As estimativas ou padrões de necessidade de mão de obra direta podem 
ser cientificamente calculadas quando se trabalha em ambientes de alta 
tecnologia de produção, gerenciados computacionalmente. Em outros 
casos, podem se fazer estudos de tempo, por meio de operações simuladas 
antecipadamente em ambientes reais. Em todos os casos, deve haver um 
estudo para quebras, refugos, retrabalhos, manutenção e necessidades do 
pessoal.
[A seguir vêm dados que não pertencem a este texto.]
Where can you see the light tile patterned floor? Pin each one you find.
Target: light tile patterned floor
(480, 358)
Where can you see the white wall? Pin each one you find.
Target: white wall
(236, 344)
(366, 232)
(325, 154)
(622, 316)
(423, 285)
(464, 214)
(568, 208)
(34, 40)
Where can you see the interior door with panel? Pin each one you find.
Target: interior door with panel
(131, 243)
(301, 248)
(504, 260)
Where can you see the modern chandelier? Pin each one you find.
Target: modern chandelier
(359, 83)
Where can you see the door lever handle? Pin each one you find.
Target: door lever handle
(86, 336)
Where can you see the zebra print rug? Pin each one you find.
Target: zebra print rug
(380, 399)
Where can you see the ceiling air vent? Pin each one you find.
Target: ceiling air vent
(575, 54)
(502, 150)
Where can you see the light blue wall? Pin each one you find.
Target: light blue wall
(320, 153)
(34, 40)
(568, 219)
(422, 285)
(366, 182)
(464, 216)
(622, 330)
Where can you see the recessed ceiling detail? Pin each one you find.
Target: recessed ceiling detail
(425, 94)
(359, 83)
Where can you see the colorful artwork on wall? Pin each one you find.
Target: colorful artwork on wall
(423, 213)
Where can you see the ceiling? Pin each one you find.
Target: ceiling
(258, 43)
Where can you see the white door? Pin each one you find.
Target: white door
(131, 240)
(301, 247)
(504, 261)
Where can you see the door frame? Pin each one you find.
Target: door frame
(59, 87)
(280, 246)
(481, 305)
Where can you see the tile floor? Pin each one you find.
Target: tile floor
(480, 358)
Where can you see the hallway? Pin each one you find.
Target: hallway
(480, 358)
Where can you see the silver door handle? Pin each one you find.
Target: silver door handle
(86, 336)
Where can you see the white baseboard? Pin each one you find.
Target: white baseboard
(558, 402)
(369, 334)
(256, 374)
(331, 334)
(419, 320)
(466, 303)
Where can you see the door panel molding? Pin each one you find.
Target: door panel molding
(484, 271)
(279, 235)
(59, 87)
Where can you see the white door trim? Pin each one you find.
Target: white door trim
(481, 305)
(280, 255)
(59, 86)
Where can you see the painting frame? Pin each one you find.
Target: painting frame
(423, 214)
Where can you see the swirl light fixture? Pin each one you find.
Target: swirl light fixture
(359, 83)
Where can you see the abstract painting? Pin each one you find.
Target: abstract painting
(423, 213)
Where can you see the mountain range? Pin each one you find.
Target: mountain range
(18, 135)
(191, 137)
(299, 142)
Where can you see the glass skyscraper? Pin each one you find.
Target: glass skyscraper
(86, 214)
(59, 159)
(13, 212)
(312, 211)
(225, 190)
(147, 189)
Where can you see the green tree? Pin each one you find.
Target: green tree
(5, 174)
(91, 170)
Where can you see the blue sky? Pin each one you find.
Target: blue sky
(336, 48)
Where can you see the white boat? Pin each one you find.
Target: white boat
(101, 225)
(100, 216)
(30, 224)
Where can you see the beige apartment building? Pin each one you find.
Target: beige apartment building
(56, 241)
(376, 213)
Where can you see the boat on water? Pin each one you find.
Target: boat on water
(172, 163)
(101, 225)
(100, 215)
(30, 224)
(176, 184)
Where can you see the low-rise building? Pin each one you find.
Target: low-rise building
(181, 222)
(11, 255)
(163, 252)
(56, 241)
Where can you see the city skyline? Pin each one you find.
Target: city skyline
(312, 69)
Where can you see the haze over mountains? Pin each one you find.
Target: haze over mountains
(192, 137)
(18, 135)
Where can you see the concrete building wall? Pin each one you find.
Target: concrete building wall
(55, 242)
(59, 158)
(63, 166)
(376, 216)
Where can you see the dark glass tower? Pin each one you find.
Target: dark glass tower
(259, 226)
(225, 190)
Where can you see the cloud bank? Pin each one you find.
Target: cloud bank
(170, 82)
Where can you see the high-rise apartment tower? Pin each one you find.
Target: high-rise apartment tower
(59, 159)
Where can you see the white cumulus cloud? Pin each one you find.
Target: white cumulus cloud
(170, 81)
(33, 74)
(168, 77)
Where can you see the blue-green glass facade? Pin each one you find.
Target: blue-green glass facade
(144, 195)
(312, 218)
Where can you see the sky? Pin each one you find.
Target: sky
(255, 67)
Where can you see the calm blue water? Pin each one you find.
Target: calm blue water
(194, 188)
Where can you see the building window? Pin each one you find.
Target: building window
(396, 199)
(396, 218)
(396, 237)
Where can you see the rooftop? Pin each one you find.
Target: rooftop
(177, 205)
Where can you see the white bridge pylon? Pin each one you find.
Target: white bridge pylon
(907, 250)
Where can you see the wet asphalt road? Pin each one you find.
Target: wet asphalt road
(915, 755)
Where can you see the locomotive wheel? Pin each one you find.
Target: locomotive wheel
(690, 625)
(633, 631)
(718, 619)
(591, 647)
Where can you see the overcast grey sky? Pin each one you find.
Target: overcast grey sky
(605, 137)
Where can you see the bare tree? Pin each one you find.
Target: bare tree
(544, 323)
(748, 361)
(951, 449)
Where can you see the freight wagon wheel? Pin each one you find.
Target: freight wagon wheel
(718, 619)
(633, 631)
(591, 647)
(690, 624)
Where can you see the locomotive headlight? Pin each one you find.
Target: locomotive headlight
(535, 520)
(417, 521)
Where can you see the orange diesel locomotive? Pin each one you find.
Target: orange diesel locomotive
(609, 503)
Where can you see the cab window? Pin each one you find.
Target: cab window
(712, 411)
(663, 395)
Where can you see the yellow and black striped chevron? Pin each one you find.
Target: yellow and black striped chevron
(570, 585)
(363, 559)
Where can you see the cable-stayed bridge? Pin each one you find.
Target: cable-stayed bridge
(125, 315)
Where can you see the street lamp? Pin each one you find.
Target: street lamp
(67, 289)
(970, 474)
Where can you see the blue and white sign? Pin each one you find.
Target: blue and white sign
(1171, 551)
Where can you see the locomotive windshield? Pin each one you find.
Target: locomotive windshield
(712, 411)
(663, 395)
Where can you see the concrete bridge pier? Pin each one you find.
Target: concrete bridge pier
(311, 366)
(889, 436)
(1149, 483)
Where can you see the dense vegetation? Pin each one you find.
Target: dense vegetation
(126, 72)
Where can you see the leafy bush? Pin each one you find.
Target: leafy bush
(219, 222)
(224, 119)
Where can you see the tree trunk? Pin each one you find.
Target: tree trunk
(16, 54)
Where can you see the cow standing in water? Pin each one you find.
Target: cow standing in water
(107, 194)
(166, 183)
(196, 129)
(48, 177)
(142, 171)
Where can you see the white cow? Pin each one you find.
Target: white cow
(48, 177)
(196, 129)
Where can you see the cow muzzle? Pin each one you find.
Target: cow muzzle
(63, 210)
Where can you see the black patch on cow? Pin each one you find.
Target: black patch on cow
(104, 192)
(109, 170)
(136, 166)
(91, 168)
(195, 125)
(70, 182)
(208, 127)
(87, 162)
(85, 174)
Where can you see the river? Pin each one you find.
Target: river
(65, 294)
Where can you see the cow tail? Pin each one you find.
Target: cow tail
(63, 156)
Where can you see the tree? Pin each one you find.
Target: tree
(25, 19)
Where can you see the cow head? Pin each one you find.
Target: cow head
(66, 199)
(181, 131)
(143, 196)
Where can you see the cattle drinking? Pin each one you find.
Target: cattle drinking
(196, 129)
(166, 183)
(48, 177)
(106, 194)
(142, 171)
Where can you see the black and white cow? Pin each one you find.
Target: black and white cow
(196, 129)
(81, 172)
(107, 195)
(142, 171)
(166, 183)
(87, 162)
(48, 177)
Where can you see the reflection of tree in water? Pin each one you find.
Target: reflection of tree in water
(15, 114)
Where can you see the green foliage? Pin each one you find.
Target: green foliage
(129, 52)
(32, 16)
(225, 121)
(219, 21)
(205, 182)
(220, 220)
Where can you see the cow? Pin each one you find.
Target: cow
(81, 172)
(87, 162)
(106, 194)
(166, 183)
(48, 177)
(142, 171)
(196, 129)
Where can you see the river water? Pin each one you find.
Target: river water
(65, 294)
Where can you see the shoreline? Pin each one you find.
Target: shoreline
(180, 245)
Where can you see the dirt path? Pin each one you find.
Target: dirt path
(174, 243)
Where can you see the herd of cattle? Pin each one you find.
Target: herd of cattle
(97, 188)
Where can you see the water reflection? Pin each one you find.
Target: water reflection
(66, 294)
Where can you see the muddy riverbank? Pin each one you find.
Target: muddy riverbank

A base para a valorização dos custos de mão de obra direta deve 
incluir toda a remuneração dos trabalhadores mais os encargos sociais de 
caráter genérico. De modo geral, utiliza-se o critério de custo médio horário 
dos salários de cada departamento de produção ou da célula/atividade 
de processo por onde passa o produto, por meio dos centros de custos ou 
centros de acumulação por atividades.
c) Custos indiretos variáveis: os custos indiretos variáveis são padronizados 
normalmente por meio da construção de taxas predeterminadas em relação 
a uma medida de atividade escolhida. Sempre que possível, deve-se evitar 
o uso de taxas baseadas em valores, uma vez que isso impede a correta 
mensuração das variações de quantidade que ocorrerão, bem como o padrão 
fica sujeito a eventuais problemas de variação nos preços. A atividade a 
ser escolhida como base para a construção das taxas predeterminadas de 
custos indiretos variáveis deve ter uma relação causal com os diversos custos 
indiretos variáveis. Também a base de atividade escolhida deve ser simples 
de ser entendida, para posterior atribuição de responsabilidades.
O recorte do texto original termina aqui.